After storing the variable values, you need to extract and add them. To extract a value, enter PUSHOFF k, which pushes the value stored in address FBR+k onto the top of the stack. Once you have both values pushed, you can then add them and move the result to the rv address. Here is the code for the Java snippet, this time using relative addressing:

// Relative addressing: ADDSP 3 // allocate rv, x, y PUSHIMM 10 // push the value to store for x STOREOFF 1 // store the value 10 in x PUSHIMM 20 // push the value to store for y STOREOFF 2 // store the value 20 in y PUSHOFF 1 // retrieve the value of x PUSHOFF 2 // retrieve the value of y ADD // x+y STOREOFF 0 // store the value of x+y in rv ADDSP -2 // remove x and y from the stack STOP // halt; the return value should return 30

Note how the commands for relative addressing are similar to those for absolute addressing. Both versions work fine, but relative addressing makes it easier to implement functions.

Tasks

You may use any of the following sam-code instructions. For this first assignment, these are the only instructions that you should use.

ALU Instructions: ADD, SUB, TIMES, DIV, NOT, OR, AND, GREATER, LESS, EQUAL

Stack Manipulation Instructions: PUSHIMM, DUP, SWAP, PUSHIND, STOREIND, PUSHOFF, STOREOFF, ADDSP

Control Instructions: STOP

In Tasks 1 and 2, the values T and F indicate logical values.
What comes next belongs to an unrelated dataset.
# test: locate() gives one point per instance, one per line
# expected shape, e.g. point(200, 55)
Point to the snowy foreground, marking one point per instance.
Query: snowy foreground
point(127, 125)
Be sure to use logical operators (e.g., NOT, OR, AND) when working with logical values. The integer 0 is used to represent F and the integer 1 is used to represent T (although any nonzero value is treated as T by the logical operators).

Remember that for each task, the goal is not just to display the right answer when the code halts. The goal is to write code that matches the tasks.

Task 1: Write a simple sam-code program that does nothing but return F.

Task 2: Write a sam-code program that evaluates this Boolean expression:
¬(5 < (2*3)) or (¬ T and F).
Note that ¬ has higher precedence than 'and'; in other words, the last part should be evaluated as
((¬ T) and F) not as (¬ (T and F))

Task 3: Write a sam-code program to evaluate (1/(1+2/(1+3/(1+4/(1))))). Note that you must use DIV (integer division), not DIVF (floating-point division)..

Task 4: Write a sam-code program for the following Java snippet using only an absolute-addressing approach:

int w, x, y; x = 1; y = 4; w = x + y; y = w; return ( y <= x );

Task 5: Write a sam-code program for the code snippet in Problem 4 using only a relative-addressing approach.

Submission Guidelines

Write each task’s solution in a separate text file. For example, if we gave a Task 0, its solution file would look as follows:

// +-------------------------------------+ // | Part 1, Task 0 | // | L. Paul Chew | // | chew@cs.cornell.edu | // | 123456 | // +-------------------------------------+ // Write a program that returns 4: PUSHIMM 4 // push 4 STOP // stop execution

For this assignment, you should comment every single line of sam-code so that we know that you know what is happening.

The instructions for using the CMS (Course Management System) are reasonably straightforward. You must upload each of your four task-files separately; it should be easy to see how to do this. Make sure you correctly match your files to the tasks.

Late Policy

Late assignments receive a grade of zero. We strongly suggest checking that you have been entered into CMS. If you delay in forming a group with your partners, you may not be able to find them in time to submit your work, which can cost many points. So, form your groups early!

Grading

We will grade your assignment based on style (how well you followed our instructions, how neatly you arranged your solutions, how neatly you wrote your code, and how clear you made your comments) and correctness (how well do the programs work).